1. komisi III DPR RI meminta KPK untuk menyusun dan melaksanakan renstra dan target KPK 2015-2019. Meningkatkan sinergitas koordinasi antar lembaga penegak hukum dan sebagai trigger mechanism terhadap lembaga penegak hukum sehingga hasil konkritnya akan dapat terlihat yakni jumlah korupsi dapat menurun secara signifikan, meningkatkan penyelamatan keuangan negara, lembaga penegak hukum yang bersih dan efektif serta terciptanya budaya anti korupsi yang sistemik Indonesia.

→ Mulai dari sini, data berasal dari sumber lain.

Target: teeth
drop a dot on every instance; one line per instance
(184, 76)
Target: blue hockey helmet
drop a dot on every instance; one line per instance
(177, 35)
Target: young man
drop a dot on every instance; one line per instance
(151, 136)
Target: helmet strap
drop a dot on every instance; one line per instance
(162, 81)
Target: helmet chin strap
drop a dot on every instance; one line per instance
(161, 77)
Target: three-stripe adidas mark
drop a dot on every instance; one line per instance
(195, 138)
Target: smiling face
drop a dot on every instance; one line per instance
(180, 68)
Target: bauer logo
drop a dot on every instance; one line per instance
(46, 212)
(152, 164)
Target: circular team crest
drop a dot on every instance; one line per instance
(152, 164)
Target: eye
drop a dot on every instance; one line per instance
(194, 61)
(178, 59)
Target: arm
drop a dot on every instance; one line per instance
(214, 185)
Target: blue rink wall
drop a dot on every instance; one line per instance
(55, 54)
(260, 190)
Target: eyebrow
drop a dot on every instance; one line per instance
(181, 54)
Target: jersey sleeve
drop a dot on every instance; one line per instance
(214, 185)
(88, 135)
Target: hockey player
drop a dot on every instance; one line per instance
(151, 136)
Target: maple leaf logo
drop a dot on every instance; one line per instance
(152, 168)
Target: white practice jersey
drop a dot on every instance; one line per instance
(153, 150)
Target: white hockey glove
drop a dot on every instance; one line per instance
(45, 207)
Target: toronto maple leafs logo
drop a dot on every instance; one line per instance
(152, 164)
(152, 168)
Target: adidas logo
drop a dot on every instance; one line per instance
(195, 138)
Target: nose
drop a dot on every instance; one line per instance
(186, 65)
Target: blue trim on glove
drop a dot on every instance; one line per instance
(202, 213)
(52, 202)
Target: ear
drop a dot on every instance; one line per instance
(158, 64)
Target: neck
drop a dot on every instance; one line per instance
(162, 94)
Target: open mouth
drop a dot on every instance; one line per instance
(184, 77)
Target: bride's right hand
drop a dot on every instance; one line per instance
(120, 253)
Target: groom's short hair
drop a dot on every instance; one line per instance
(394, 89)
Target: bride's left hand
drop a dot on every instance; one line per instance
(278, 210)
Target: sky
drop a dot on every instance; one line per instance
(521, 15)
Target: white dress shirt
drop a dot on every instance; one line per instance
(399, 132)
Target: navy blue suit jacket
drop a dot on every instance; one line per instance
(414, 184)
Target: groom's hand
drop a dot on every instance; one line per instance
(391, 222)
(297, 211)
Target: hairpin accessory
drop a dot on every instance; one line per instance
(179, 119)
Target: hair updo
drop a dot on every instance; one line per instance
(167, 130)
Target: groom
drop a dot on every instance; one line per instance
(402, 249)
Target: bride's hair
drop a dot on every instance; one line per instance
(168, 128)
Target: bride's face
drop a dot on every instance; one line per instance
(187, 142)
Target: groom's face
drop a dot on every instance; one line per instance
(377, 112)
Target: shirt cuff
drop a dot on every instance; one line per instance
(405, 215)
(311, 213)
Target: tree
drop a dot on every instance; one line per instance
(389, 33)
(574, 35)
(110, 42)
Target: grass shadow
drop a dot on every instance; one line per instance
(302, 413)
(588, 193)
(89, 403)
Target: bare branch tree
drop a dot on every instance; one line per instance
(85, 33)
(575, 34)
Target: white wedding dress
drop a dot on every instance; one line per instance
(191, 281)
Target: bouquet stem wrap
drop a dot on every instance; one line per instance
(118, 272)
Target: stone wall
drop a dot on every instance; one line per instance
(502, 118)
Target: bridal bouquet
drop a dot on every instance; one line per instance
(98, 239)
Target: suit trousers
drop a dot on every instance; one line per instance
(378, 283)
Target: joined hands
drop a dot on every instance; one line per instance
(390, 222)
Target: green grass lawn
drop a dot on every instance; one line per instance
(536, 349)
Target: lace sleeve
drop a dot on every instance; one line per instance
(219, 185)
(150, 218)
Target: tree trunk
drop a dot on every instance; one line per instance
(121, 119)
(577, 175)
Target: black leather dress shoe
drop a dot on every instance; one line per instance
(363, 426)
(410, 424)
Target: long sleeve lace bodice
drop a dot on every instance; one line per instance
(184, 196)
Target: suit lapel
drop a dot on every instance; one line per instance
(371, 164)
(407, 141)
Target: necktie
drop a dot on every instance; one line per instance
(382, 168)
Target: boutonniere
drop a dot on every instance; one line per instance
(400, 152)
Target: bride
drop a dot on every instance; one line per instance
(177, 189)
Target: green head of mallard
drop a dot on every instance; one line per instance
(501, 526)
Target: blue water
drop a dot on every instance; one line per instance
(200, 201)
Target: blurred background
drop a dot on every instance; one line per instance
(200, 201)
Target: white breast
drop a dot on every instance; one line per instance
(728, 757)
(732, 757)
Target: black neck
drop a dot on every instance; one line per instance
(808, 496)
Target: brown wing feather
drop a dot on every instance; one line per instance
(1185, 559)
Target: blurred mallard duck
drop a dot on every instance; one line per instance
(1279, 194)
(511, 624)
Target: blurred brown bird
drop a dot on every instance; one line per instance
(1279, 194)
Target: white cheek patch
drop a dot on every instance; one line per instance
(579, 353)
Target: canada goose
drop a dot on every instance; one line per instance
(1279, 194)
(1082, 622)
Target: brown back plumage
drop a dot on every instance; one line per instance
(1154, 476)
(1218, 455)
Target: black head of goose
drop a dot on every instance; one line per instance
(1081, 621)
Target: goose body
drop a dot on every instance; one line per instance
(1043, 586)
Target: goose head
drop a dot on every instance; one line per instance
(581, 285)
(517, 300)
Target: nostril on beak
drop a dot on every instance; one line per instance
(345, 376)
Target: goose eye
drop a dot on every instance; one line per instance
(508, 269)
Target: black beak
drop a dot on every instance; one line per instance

2. Komisi III DPR RI bersepakat dengan KPK untuk mengevaluasi SOP terkait dengan penggunaan senjata api laras panjang dalam upaya penggeledahan yang dilakukan di lembaga negara sebagaimana yang telah diatur dalam UUD 1945 (presiden, MPR, DPR, DPD, MA, KY, MK dan BPK) agar tidak bertentangan dengan KUHAP dan peraturan perundang-undangan terkait lainnya dan dengan tujuan untuk menjaga etika, kehormatan dan kewibawan lembaga negara.

Baru-baru ini memang ramai diberitakan keributan yang terjadi antara Wakil Ketua DPR Fahri Hamzah dengan penyidik Komisi Pemberantasan Korupsi (KPK). Keributan tersebut dipicu oleh penyidik KPK yang membawa sejumlah anggota Brimob bersenjata lengkap saat melakukan penggeledahan di salah satu ruangan anggota DPR.

Mengetahui hal tersebut, Fahri dengan geram berjalan cepat dari Gedung Nusantara III menuju Gedung Nusantara II di lantai 3. Tempat tersebut adalah ruang Fraksi PKSyang sedang dijaga Brimob.

Namun, ternyata para penyidik tersebut sedang berada di ruang Fraksi PDIP, tepatnya di ruang kerja politikus PDIP berinisial DWP. Sontak, Fahri langsung berteriak dan mengusir anggota Brimob tersebut keluar.

”Brimob yang membawa senjata keluar. Gedung ini tidak boleh bawa senjata. Saya yang bertanggung jawab. Sekali lagi saya minta senjata tidak boleh ada di gedung parlemen,” kata Fahri geram, di Kompleks Parlemen Senayan, Jakarta, Jumat (15/1/2016), dikutip dari republika.co.id

Dari ruang Fraksi PDIP, Fahri kembali menyambangi penyidik KPK yang berada di Fraksi PKS dan sedang melakukan penggeledahan. Saat berpapasan dengan penyidik KPK, Fahri langsung marah-marah dan mengusir lagi para anggota Brimob tersebut.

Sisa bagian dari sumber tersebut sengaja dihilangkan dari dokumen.